Dis-moi où tu habites, je te dirai qui tu votes. Henri, Niçois, fidèle des fidèles d’Éric Ciotti, loge juste au-dessus de la permanence. Ce mercredi midi, Henri sort de son SUV pour s’engouffrer, tourte de blettes et baguette à la main, sous une porte en bois prise en étau entre deux vitrines de la permanence, elle-même coincée entre la police municipale et un centre de plongée. Le petit immeuble est posé sur le port de Nice. Sont-ce les lumières de l’eau et la finesse des mâts qui se reflètent dans les fenêtres, ou bien est-ce l’ambiance du quartier mi-pépère mi-touristique qui a imposé cette adresse pour la permanence d’Éric Ciotti ? Assurément un peu des deux. Dans cette circonscription tranquille du cœur de Nice, le député a été facilement réélu à 58 % en 2017 pour un troisième mandat à l’Assemblée nationale. Henri était l’un de ses électeurs. Derrière ses persiennes vert d’eau, il observe l’actualité politique de son poulain.

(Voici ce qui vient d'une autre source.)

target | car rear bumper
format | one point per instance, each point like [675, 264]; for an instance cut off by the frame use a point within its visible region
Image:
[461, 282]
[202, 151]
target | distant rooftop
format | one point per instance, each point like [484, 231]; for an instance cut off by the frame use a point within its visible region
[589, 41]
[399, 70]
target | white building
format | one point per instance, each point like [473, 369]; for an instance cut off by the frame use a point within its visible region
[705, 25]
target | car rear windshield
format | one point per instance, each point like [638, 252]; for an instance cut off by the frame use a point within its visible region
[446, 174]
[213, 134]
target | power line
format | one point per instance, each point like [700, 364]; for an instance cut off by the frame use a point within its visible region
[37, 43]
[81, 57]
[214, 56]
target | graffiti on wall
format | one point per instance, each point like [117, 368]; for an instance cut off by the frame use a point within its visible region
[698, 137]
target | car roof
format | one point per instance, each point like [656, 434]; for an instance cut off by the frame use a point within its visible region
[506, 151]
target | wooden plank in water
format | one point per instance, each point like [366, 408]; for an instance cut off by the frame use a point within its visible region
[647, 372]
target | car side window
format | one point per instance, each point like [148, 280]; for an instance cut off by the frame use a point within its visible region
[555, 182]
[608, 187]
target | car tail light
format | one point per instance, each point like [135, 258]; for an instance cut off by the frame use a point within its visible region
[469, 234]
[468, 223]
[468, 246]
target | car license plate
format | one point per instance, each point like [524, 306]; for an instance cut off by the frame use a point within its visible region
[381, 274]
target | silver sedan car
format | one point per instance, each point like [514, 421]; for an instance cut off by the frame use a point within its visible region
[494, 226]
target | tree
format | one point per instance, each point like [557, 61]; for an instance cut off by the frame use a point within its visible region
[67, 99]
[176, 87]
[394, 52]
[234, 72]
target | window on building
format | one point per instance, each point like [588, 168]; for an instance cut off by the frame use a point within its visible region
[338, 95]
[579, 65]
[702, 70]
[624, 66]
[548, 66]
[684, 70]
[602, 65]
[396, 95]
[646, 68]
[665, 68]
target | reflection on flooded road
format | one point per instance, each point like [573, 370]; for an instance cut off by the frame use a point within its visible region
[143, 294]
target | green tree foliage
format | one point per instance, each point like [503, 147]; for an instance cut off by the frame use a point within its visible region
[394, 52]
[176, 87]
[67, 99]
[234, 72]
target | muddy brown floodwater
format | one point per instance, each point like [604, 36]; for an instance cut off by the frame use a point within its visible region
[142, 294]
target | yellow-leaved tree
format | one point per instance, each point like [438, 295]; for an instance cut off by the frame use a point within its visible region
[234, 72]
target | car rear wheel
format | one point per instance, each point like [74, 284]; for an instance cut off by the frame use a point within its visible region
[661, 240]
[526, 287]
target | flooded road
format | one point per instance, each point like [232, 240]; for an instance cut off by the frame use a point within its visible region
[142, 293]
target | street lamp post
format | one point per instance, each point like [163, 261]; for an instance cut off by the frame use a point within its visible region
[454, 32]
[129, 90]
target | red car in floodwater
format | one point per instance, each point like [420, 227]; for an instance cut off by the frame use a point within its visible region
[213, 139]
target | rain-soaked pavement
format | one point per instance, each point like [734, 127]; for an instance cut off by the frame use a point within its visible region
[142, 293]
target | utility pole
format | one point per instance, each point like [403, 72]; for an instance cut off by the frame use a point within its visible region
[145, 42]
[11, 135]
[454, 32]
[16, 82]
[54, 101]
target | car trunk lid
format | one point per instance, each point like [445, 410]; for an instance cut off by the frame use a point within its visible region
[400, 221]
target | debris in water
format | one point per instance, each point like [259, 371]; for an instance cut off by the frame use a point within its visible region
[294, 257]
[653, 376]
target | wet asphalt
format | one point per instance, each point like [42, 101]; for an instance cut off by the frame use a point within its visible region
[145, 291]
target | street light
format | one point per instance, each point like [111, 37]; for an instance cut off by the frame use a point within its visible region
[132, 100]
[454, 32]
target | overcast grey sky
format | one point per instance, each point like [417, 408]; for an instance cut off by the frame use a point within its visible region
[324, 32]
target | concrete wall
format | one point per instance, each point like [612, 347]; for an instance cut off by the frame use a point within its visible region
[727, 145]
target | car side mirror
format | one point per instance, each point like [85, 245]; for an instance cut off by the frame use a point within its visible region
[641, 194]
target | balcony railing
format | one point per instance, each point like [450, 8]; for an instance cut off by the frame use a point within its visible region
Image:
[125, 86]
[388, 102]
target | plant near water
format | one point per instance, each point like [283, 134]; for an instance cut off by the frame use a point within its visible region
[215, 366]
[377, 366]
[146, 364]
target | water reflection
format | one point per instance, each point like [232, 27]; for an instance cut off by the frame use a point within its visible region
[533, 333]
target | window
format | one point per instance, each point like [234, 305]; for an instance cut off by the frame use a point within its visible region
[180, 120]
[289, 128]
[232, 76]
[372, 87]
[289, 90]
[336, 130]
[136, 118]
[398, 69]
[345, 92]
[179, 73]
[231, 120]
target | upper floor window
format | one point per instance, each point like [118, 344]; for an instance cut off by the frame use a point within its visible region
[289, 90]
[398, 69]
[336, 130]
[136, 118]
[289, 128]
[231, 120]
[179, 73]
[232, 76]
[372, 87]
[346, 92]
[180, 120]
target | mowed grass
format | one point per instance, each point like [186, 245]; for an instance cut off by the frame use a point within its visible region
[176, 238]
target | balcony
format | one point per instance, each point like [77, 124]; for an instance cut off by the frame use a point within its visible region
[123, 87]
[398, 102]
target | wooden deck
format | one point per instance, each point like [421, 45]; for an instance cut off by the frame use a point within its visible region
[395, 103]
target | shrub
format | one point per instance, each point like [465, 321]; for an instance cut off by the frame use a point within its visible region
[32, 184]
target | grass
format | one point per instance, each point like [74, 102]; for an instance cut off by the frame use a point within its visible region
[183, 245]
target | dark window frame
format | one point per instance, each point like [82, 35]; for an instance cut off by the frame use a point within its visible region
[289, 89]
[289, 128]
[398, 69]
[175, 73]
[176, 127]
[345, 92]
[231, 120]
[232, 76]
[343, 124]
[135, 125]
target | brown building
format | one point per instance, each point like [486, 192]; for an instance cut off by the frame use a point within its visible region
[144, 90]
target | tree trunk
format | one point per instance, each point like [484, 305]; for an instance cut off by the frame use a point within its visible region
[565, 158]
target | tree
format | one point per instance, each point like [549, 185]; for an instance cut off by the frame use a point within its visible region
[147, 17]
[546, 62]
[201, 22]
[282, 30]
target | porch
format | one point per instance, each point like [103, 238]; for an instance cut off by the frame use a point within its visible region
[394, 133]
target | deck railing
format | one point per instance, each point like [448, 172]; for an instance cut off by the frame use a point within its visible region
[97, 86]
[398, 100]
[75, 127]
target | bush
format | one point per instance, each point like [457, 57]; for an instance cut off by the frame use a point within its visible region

Le retraité, encarté depuis 1981, aime les idées d’Éric Ciotti, « sa sympathie » et son « parler-vrai ». « Mais les politiques sont tous pareils : ils ne cherchent qu’à être au pouvoir. C’est dans la nature de l’Homme, estime le Niçois de 80 ans dans sa doudoune matelassée. Ils visent la grande porte du fond, l’Élysée. C’est l’ambition qu’ils ont tous. C’est un métier. » Dans l’immeuble de la permanence, on a les mêmes idées mais pas la même vision d’une carrière politique.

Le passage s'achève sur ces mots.